What is $\oint_{C}z+\cfrac{z}{z+\cfrac{z}{\vdots}}dz?$

Question

It occurred to me to try to integrate continued fractions. This is currently, though, beyond my abilities, for it has been a good several years since I've practised the mathematics involved.

The type of integration, I suppose, might be like that of the study of special functions; loose yet rigorous somehow . . . at least as I was taught it.

The Question:

What, if anything, is $$\oint_{C}z+\cfrac{z}{z+\cfrac{z}{\vdots}}dz,\tag{$I$}$$ where $C$ is a contour oriented counterclockwise around (but not including) the interval $[-4, 0]$ in the complex plane?

Context:

Please see the following question on the nature of the continued fraction.

What's the value of $n+\cfrac{n}{n+\cfrac{n}{n+\cfrac{n}{\vdots}}}$ for $n\in\mathbb{C}$?

For some idea of my experience with special functions, please see the following answer of mine (based on the notes of my special functions lecturer at the time of writing).

https://math.stackexchange.com/a/801705/104041

I'm afraid that's all I have to offer in terms of context.

Please help :)

Answer 1

Let $f(z)$ be the integrand. By the previous question you linked to, $f(z)$ is equal to $\frac{x+\sqrt{x(x+4)}}{2}$ on the positive real line, and is holomorphic on $\mathbb{C} \backslash [-4,0]$. So for positive real $x$ we can rewrite $f(x)$ as follows:

\begin{align*} f(x)&=\frac{x+\sqrt{x(x+4)}}{2}\\ &=\frac{1}{2}x+\frac{1}{2}x\sqrt{1+\frac{4}{x}}\\ &=\frac{1}{2}x+\frac{1}{2}x\left(1+\frac{1}{2}\left(\frac{4}{x}\right)-\frac{1}{8}\left(\frac{4}{x}\right)^2+\frac{1}{16}\left(\frac{4}{x}\right)^2+\dots\right)\\ &=\frac{1}{2}x+\frac{1}{2}x\left(1+\frac{2}{x}-\frac{2}{x^2}+\frac{4}{x^3}+\dots\right)\\ &=x+1-\frac{1}{x}+\frac{2}{x^2}+\dots \end{align*}

using the binomial expansion of $\sqrt{1+x}$ and the fact that $\sqrt{x^2}=x$ when $x$ is positive and real.

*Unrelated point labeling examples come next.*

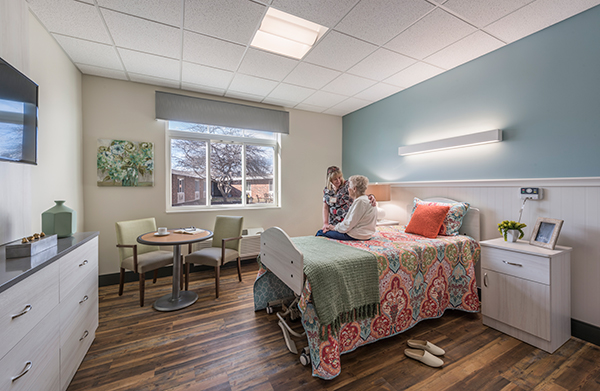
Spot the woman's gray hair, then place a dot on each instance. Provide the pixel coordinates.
(359, 183)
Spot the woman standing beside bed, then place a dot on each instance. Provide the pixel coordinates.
(336, 200)
(361, 219)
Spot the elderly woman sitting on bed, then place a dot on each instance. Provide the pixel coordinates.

This series will converge whenever $-1<4/x<1$: that is, whenever $x>4$ (since we're assuming for the moment $x$ is positive). By comparison, that means that this series converges on the entire complex domain $\{z:|z|>4\}$, and is holomorphic on that domain. So this series is actually equal to the integrand on the entire complex domain $\{z:|z|>4\}$: they are two holomorphic functions on the same domain, which agree on the set $\{x \in \mathbb{R}:x>4\}$ in that domain, and that set has non-isolated points.

In short, this shows that the integrand has the Laurent expansion

$$ f(z)=z+1-\frac{1}{z}+\frac{2}{z^2}+\dots $$

which converges on the domain $\{z:|z|>4\}$. Since the coefficient of $\frac{1}{z}$ in this expansion is $-1$, we can integrate term-by-term over any curve $C$ in this domain, to obtain $\int_C f(z) \, dz=2\pi i(-1)=-2\pi i$.

Answer 2

I am not an expert on continued fractions, so take this with a grain of salt. But here's my take. We don't know what the continued fraction is, except that we know it is a function of $z$. Call it $y(z)$:

$\displaystyle y(z) = z + \frac{z}{z+{\frac{z}{etc.}}}$

But now notice that the denominator in the fraction is also $y(z)$! And so,

$\displaystyle y(z) = z + \frac{z}{y(z)}$

This gives a quadratic equation for $y(z)$, and you can confirm that it is satisfied by

$\displaystyle y(z)= \frac{z \pm\sqrt{z^2+4z}}{2} $

So your integral is equivalent to integrating $y(z)$ over your given contour. (BTW, how you choose between the plus and minus roots, I don't know. Maybe it doesn't matter?)